"I'm back in business but flooded with a cete of badgers = commercial followers," we twittered this morning (see below for details). Speaking of badgers, one thing led to another in the course of twitter banter, and we ended up at this morsel of Aesopian wisdom that they aren't teaching in public schools anymore, from Fable LII, "The Fox and the Badger": "Like other dealers in untruth, the Fox had not invented what he had said: he had told parts of the facts, and by his manner of telling them, he had led the Badger to misapply them, and draw undue conclusions." WH chief of staff Rahm Emanuel's "You never want a serious crisis to go to waste" comes to mind. (John Connor Press Associates photo)
"I literally doubled my followers every day all day until I was in the Top 200 Most Followed in the world," goes the "testimonial" at Hummingbird, "The Pro Twitter Marketing Tool" — AKA a "twitter automation tool" — that we found flitting about in our Site Meter stats this morning. Could they be the ones who had hijacked our account yesterday, getting us temporarily suspended by twitter? Hummingbird's get-rich-quick sales pitch :
It was painful to see, yet another amazing internet market place, dominated by just a few "top" companies with an unlimited war chest to throw around. I spent hundreds of hours studying these Twitter Power Users and discovered every single trick they employed to generate literally thousands of new followers a day …
I took what I had learned and began developing a software program that quickly and easily distilled all of these secrets into a simple, easy to use tool that would literally auto-pilot me to the top of Twitter.
The Hummingbird folks are asking the fool to part with a mere $197 in return for untold riches. There's one born every minute. We put two and two together this morning when we noticed our email being flooded with new followers already boasting tens of thousands of followers. We're keeping our eye out for these pound-foolish would-be followers and summarily blocking them as they "poor" in.
Update: Final thought. While things are more or less under control, we've still got the nuisance factor of having to individually block each of these would-be followers. Next step, a twitter help ticket to find out how we can get these weasels out of our den.

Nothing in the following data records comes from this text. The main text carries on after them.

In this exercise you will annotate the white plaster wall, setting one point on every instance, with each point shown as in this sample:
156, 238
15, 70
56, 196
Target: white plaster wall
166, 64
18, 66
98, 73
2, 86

I would still like to know what the dangerous message was and sue for false statements.
Posted by: goomp | May 31, 2009 at 11:58 AM
Unfortunately what you want to do is not easy as far as I know. First - you can lock down your account so only those you approve can see it and then they have to request to follow you. This means your tweets are no longer public, but does keep out the riff-raff. ;-)
The only other thing is to go through and block those you don't want following. A tedious tedious process. I don't know of any other way. If twitter does have a suggestion, I'd be interested to know about it.
It's too bad they can't leave the feed public but put in a "request to follow" type of thing where everyone can see your feed, but has to request to follow you. Then you can approve or ban before it becomes a problem.
But so far as I know - the only way to get the "request to follow" is to make your feed private. So it's difficult all around. *sigh*
Posted by: Teresa | May 31, 2009 at 12:53 PM
Testing testing 1 2 3... heh
Posted by: Teresa | May 31, 2009 at 10:46 PM
*sigh* might be a cookie issue - or not. The testing comment went thru fine. Then got blocked again. Feel free to delete the extra comments Sissy!